While emphasizing that immigrant Muslims are still grappling with the integration of their two identities, he sees them following a process like the one American Jews and Catholics passed through in earlier eras, which eventually had a global impact on the nature of those faiths.
In Rauf's view, Christianity, Judaism, and Islam share the common roots of "Abrahamic ethics" in the two great commandments - loving God and loving one's neighbors - which he sees as underlying the values articulated in the Declaration of Independence and the Constitution.
In Islam, the second commandment takes practical form in the Koran's demand to pursue a just and good society. The Koranic injunction makes this as much a religious responsibility for Muslims as prayer to God, while to Americans, it's seen more as a secular task. This helps explain, he says, the different way Muslims see the separation of church and state.
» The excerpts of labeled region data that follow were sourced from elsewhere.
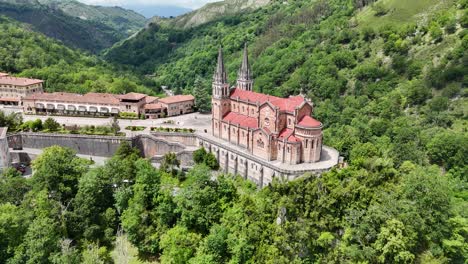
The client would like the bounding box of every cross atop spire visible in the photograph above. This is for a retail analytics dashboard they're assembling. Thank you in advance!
[237,43,253,91]
[213,47,227,83]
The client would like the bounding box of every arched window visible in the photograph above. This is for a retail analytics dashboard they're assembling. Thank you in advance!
[257,138,265,148]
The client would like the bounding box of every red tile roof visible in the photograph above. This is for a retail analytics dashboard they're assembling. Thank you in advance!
[288,135,301,143]
[23,93,120,106]
[145,95,159,104]
[223,112,258,128]
[0,76,44,86]
[118,93,146,101]
[298,116,322,128]
[278,128,301,142]
[159,95,195,104]
[278,128,294,140]
[231,89,305,112]
[145,103,163,110]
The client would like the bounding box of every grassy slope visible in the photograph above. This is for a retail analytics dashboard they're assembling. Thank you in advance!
[357,0,454,29]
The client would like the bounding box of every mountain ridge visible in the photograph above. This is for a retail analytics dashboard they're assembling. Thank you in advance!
[0,0,146,53]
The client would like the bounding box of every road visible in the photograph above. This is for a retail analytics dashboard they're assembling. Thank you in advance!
[23,113,211,134]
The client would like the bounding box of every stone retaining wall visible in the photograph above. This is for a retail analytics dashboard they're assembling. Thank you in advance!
[8,133,131,157]
[8,132,196,166]
[151,132,198,147]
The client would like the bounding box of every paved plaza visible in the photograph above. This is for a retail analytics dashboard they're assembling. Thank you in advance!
[23,113,211,136]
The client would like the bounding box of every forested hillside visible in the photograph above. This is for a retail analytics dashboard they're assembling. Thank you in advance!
[0,0,146,53]
[0,16,156,94]
[38,0,146,36]
[0,0,468,264]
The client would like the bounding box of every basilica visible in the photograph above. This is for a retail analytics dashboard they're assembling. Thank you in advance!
[211,45,323,165]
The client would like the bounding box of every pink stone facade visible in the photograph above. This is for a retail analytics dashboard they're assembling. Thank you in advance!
[212,46,323,164]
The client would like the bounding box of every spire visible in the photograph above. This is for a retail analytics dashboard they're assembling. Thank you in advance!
[237,43,253,91]
[213,47,227,83]
[239,43,252,81]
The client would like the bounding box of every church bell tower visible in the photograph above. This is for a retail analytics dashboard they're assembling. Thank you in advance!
[211,47,231,137]
[237,43,253,91]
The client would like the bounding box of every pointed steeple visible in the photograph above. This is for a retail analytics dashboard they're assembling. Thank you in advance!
[239,43,252,80]
[213,47,227,83]
[237,43,253,91]
[212,47,231,99]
Muslims believe that human society should be organized to acknowledge God as the supreme ruler, but Rauf shows how this has not kept pluralism from flourishing during significant periods of Muslim history. This can be seen as compatible with the view of the majority of Americans, who, according to polls, want to retain "under God" in the Pledge of Allegiance and to bring religion more into public life.
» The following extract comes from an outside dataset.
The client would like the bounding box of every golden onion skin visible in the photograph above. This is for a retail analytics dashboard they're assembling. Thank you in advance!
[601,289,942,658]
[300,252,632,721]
In fact, in seeking the good society, Rauf sees "the unfinished business" of America and of the Muslim world as two sides of the same coin. "The unfinished business of the United States is religious," he writes. "It is the question of how to express a religious impulse more fully while doing it within the guidelines set forth in the Constitution."
The unfinished business of the Muslim world is "how to introduce democratic capitalism, while doing it 'constitutionally,' that is, within the guidelines set forth in Muslim law."
Western societies have become prosperous over recent centuries, he says, because they changed two practices once considered sins in all three Abrahamic faiths: charging interest for moneylending (banking) and eliminating the obligation to fully repay debts (limited liability corporation).
Muslim societies have fallen behind economically because the Koran forbids interest as usury, which has precluded development of robust institutions of banking, capital markets, and stock exchanges. Significant progress in the economic realm may be a more crucial priority for the Muslim world to start with than full implementation of democracy, Rauf says.
Rauf's discussion of Abrahamic ethics may startle some readers accustomed to thinking in terms of Judeo-Christian ethics, but by spurring fresh thinking on the interplay of values, his book is just as beneficial for domestic as international purposes.
• Jane Lampman writes about religion and ethics for the Monitor.